Making his return from Injured Reserve after an 11-game absence, Oshie showed little signs of rust to open the game. He came out aggressive, leading the team with four hits in the first and drawing a tripping penalty that set up a Marcus Johansson power-play goal for which he recorded the secondary assist.

The goal snapped a 1-for-26 skid the Capitals had endured on the power play dating back to Nov. 9 against the Pittsburgh Penguins. Winger Alex Ovechkin appeared to be the one who scored it, but the goal was eventually given to Johansson when the review showed he barely tapped the puck on its way in.

Oshie then recorded another assist on a game-tying goal with three minutes to play, nearly going offside on a vertical play that resulted in winger Sonny Milano tying the game up 2-2 to help Washington force overtime. Interestingly, Tortorella opted not to challenge for offside.

“It didn’t even cross my mind until someone said, ‘Good job staying onsides,’” Oshie said. “Little things like that, they’re kind of second nature, I think — holding until the puck crosses. So, I don’t know. Didn’t cross my mind, though. That would’ve sucked, I’ll tell you that.”

Ovechkin sends Caps into holiday happy

Thanksgiving typically serves as a benchmark for the quarter mark of the NHL season and that proved true for the Capitals, whose 21st game Wednesday pushed them up to 25.6% through their regular-season schedule.

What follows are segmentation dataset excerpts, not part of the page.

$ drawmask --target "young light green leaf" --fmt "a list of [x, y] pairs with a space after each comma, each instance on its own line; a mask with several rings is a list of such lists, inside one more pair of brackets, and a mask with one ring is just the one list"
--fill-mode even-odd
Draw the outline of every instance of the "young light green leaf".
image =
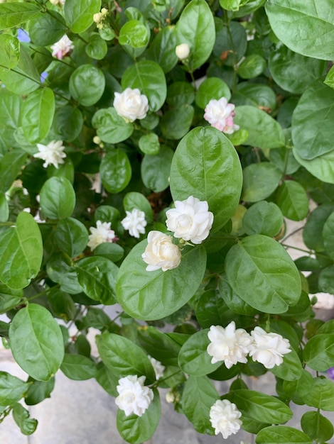
[[35, 379], [48, 381], [60, 367], [63, 335], [53, 316], [41, 305], [30, 304], [16, 313], [9, 328], [9, 341], [15, 360]]

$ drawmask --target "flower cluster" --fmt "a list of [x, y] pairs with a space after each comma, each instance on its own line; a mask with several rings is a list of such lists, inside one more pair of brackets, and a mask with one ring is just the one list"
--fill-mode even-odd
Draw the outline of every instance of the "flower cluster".
[[226, 134], [232, 134], [239, 129], [233, 122], [235, 116], [235, 105], [228, 104], [225, 97], [210, 100], [205, 107], [204, 118], [211, 126]]
[[153, 400], [153, 390], [144, 385], [145, 379], [144, 376], [129, 374], [119, 380], [116, 387], [119, 396], [115, 402], [126, 416], [132, 414], [141, 416]]
[[243, 328], [235, 329], [233, 321], [225, 328], [211, 326], [208, 337], [210, 343], [207, 351], [212, 357], [211, 362], [223, 361], [227, 368], [237, 362], [246, 363], [249, 355], [254, 361], [271, 369], [280, 365], [283, 355], [291, 351], [289, 341], [281, 335], [268, 333], [261, 327], [255, 327], [249, 335]]
[[33, 155], [34, 157], [44, 160], [43, 166], [46, 168], [48, 165], [53, 165], [58, 168], [59, 164], [64, 163], [66, 154], [64, 152], [65, 147], [63, 140], [52, 140], [48, 145], [37, 144], [38, 152]]
[[237, 406], [228, 399], [218, 399], [210, 409], [210, 421], [215, 434], [222, 433], [224, 439], [240, 429], [242, 424], [240, 416]]
[[149, 99], [141, 94], [138, 88], [126, 88], [122, 93], [115, 92], [113, 105], [117, 114], [129, 123], [144, 118], [149, 111]]
[[[208, 211], [206, 201], [190, 196], [185, 201], [176, 201], [175, 209], [166, 212], [166, 224], [175, 238], [200, 244], [209, 235], [213, 223], [213, 214]], [[130, 233], [131, 234], [131, 233]], [[164, 272], [178, 267], [181, 253], [178, 245], [173, 243], [172, 236], [160, 231], [150, 231], [148, 245], [141, 255], [148, 264], [146, 271], [160, 268]]]
[[115, 242], [117, 240], [115, 232], [111, 230], [111, 222], [101, 222], [97, 221], [96, 223], [96, 228], [90, 227], [90, 231], [92, 234], [88, 236], [88, 247], [90, 247], [92, 251], [104, 242]]

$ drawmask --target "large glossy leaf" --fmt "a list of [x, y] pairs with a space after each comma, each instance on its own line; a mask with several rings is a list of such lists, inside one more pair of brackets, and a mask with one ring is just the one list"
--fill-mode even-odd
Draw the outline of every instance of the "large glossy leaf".
[[317, 82], [303, 93], [292, 116], [292, 140], [300, 157], [311, 160], [333, 151], [333, 119], [334, 90]]
[[101, 0], [69, 0], [64, 7], [66, 23], [73, 33], [82, 33], [93, 23], [93, 15], [100, 8]]
[[184, 250], [180, 265], [166, 272], [147, 272], [141, 258], [147, 245], [136, 245], [122, 262], [116, 292], [123, 309], [138, 319], [161, 319], [183, 306], [194, 295], [206, 265], [203, 247]]
[[271, 28], [295, 52], [316, 59], [334, 58], [334, 11], [331, 0], [269, 0], [266, 12]]
[[248, 131], [245, 145], [259, 148], [276, 148], [285, 144], [284, 134], [279, 123], [261, 109], [249, 105], [237, 106], [235, 122], [240, 129]]
[[19, 213], [15, 227], [0, 235], [0, 280], [13, 289], [27, 287], [40, 270], [42, 237], [33, 216]]
[[190, 48], [189, 65], [192, 71], [208, 58], [215, 44], [212, 13], [205, 0], [191, 0], [178, 22], [178, 40]]
[[15, 315], [9, 340], [15, 360], [35, 379], [48, 381], [59, 369], [64, 356], [63, 335], [42, 306], [30, 304]]
[[152, 111], [161, 108], [167, 94], [163, 71], [151, 60], [141, 60], [129, 66], [122, 77], [122, 87], [123, 89], [138, 88], [148, 98]]
[[187, 379], [181, 399], [182, 410], [200, 433], [214, 434], [210, 409], [218, 399], [215, 386], [207, 377], [190, 376]]
[[267, 236], [242, 239], [228, 252], [225, 267], [232, 288], [261, 311], [284, 313], [300, 298], [301, 278], [296, 265], [284, 248]]
[[31, 144], [41, 142], [49, 132], [55, 114], [55, 95], [50, 88], [32, 92], [22, 109], [22, 128], [27, 140]]
[[141, 416], [134, 414], [126, 416], [122, 410], [117, 412], [117, 429], [121, 436], [128, 443], [141, 444], [154, 433], [160, 420], [161, 404], [158, 390], [153, 389], [153, 399]]
[[239, 203], [242, 179], [231, 142], [214, 128], [196, 128], [180, 142], [171, 167], [174, 201], [194, 196], [207, 201], [214, 214], [212, 231], [223, 226]]

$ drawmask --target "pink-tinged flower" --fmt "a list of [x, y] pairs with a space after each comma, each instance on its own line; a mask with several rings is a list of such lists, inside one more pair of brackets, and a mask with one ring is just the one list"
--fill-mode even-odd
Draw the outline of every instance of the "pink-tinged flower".
[[115, 232], [114, 230], [111, 230], [111, 222], [101, 222], [97, 221], [95, 227], [90, 227], [90, 231], [92, 234], [88, 236], [88, 247], [90, 247], [92, 251], [104, 242], [115, 242], [117, 240]]
[[215, 429], [215, 434], [222, 433], [226, 439], [235, 434], [242, 421], [239, 419], [241, 413], [237, 406], [228, 399], [218, 399], [210, 409], [210, 421]]
[[119, 396], [115, 402], [126, 416], [132, 414], [141, 416], [153, 401], [153, 390], [144, 385], [145, 379], [144, 376], [129, 374], [119, 380], [116, 387]]
[[163, 272], [176, 268], [181, 260], [181, 253], [173, 243], [171, 236], [160, 231], [150, 231], [147, 236], [148, 244], [141, 255], [148, 264], [146, 271], [153, 272], [161, 269]]
[[73, 42], [65, 34], [60, 40], [51, 46], [51, 49], [53, 57], [61, 60], [74, 49]]
[[63, 152], [65, 147], [63, 140], [52, 140], [48, 145], [37, 144], [38, 152], [33, 155], [34, 157], [45, 160], [43, 166], [46, 168], [48, 165], [58, 167], [59, 164], [64, 163], [66, 154]]
[[211, 126], [220, 131], [232, 134], [239, 129], [238, 125], [235, 125], [233, 118], [235, 116], [235, 105], [228, 104], [225, 97], [219, 100], [210, 100], [205, 107], [204, 118], [209, 122]]
[[261, 327], [255, 327], [251, 335], [254, 342], [249, 356], [267, 369], [281, 364], [283, 355], [291, 351], [289, 341], [278, 333], [267, 333]]
[[223, 361], [227, 368], [231, 368], [237, 362], [247, 362], [246, 357], [251, 348], [252, 338], [243, 328], [236, 329], [234, 321], [225, 328], [211, 326], [208, 337], [210, 343], [207, 351], [212, 357], [212, 364]]

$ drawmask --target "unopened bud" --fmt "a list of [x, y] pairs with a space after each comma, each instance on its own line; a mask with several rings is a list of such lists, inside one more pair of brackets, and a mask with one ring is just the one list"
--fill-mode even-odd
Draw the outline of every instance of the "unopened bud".
[[175, 53], [181, 60], [186, 59], [188, 57], [189, 57], [189, 54], [190, 53], [190, 48], [189, 48], [189, 45], [188, 45], [187, 43], [181, 43], [181, 45], [178, 45], [178, 46], [175, 48]]

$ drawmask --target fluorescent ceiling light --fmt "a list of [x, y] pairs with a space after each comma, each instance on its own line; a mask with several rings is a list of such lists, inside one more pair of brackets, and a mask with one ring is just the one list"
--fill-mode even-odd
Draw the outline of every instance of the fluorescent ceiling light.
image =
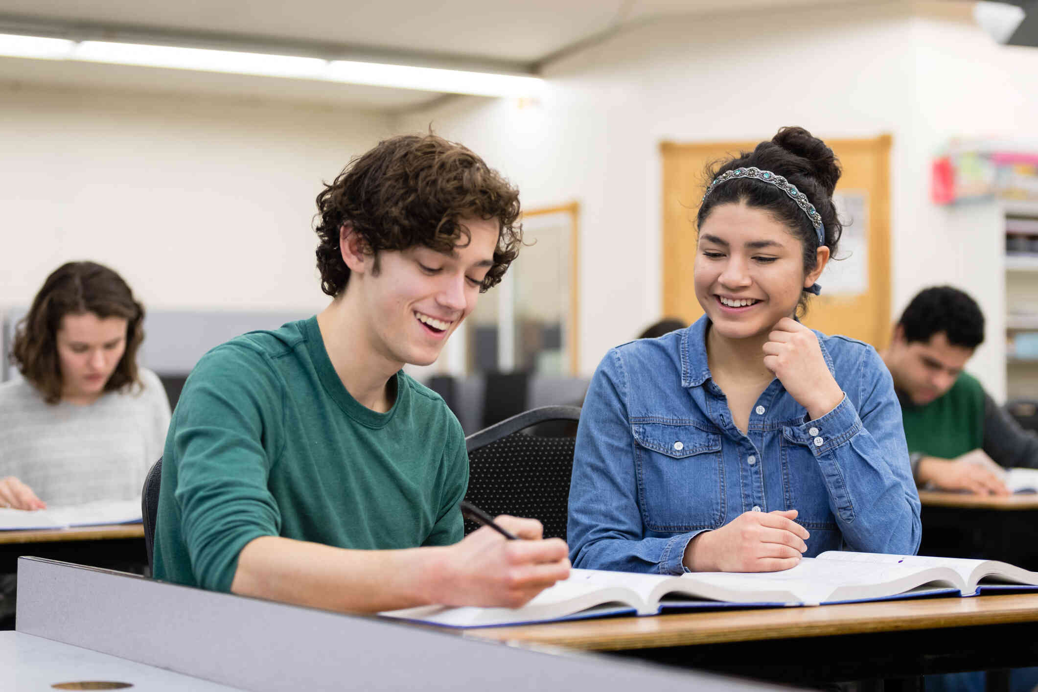
[[534, 96], [544, 84], [540, 78], [520, 75], [103, 40], [76, 43], [12, 34], [0, 34], [0, 55], [313, 79], [480, 96]]
[[392, 86], [399, 89], [425, 89], [479, 96], [531, 96], [543, 85], [537, 77], [493, 75], [490, 73], [409, 67], [377, 62], [333, 60], [328, 64], [330, 79], [350, 84]]
[[1009, 40], [1025, 16], [1022, 7], [1007, 2], [978, 2], [974, 5], [974, 20], [1000, 44]]
[[146, 46], [143, 44], [112, 44], [104, 40], [84, 40], [76, 46], [69, 57], [73, 60], [113, 62], [145, 67], [171, 67], [236, 75], [310, 79], [320, 79], [321, 73], [328, 65], [328, 61], [321, 58], [211, 51], [200, 48], [174, 48], [172, 46]]
[[0, 33], [0, 55], [12, 58], [50, 58], [60, 60], [69, 56], [75, 44], [64, 38], [18, 36]]

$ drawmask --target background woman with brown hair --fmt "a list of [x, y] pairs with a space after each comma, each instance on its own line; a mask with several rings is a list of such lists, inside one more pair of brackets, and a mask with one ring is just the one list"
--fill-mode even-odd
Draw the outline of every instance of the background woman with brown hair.
[[140, 494], [169, 403], [137, 366], [144, 310], [118, 274], [62, 265], [20, 323], [24, 379], [0, 386], [0, 506], [40, 509]]

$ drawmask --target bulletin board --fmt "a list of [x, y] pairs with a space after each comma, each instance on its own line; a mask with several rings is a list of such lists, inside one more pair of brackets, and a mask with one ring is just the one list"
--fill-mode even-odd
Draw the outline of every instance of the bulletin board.
[[[803, 323], [826, 334], [844, 334], [877, 349], [891, 334], [892, 138], [826, 139], [843, 166], [834, 201], [844, 222], [836, 260], [819, 278], [822, 295], [809, 302]], [[749, 151], [756, 141], [662, 142], [663, 244], [662, 314], [689, 323], [703, 310], [695, 300], [695, 215], [703, 197], [707, 164]]]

They will go into the holiday tied with the Flyers for sixth in the Metropolitan Division after Ovechkin scored the game-winner in overtime.

After Ovechkin had a goal taken away from him by Johansson earlier in the contest, he still found a way to score goal No. 790 of his career — putting him just 11 back of Gordie Howe for the second most all-time.

More importantly, it gave the Capitals a much-needed win before they go into a back-to-back against the Calgary Flames and New Jersey Devils. The Devils lost Wednesday to snap their franchise-record-tying, 13-game winning streak that began following a loss to Washington on Oct. 24.

The Capitals still have a mountain to climb before they’re back in the playoff race, but Wednesday’s win was the first of many steps they will need to take to get there.

“We believe in ourselves since first minute,” Ovechkin said. “They get two, I think, not lucky goals but it was kind of weird goals because we was in offensive zone most of the time and they have half a chance and they kind of score the goals. It was kind of hard, but we stick with it and we believe in ourselves and it was a big two points.”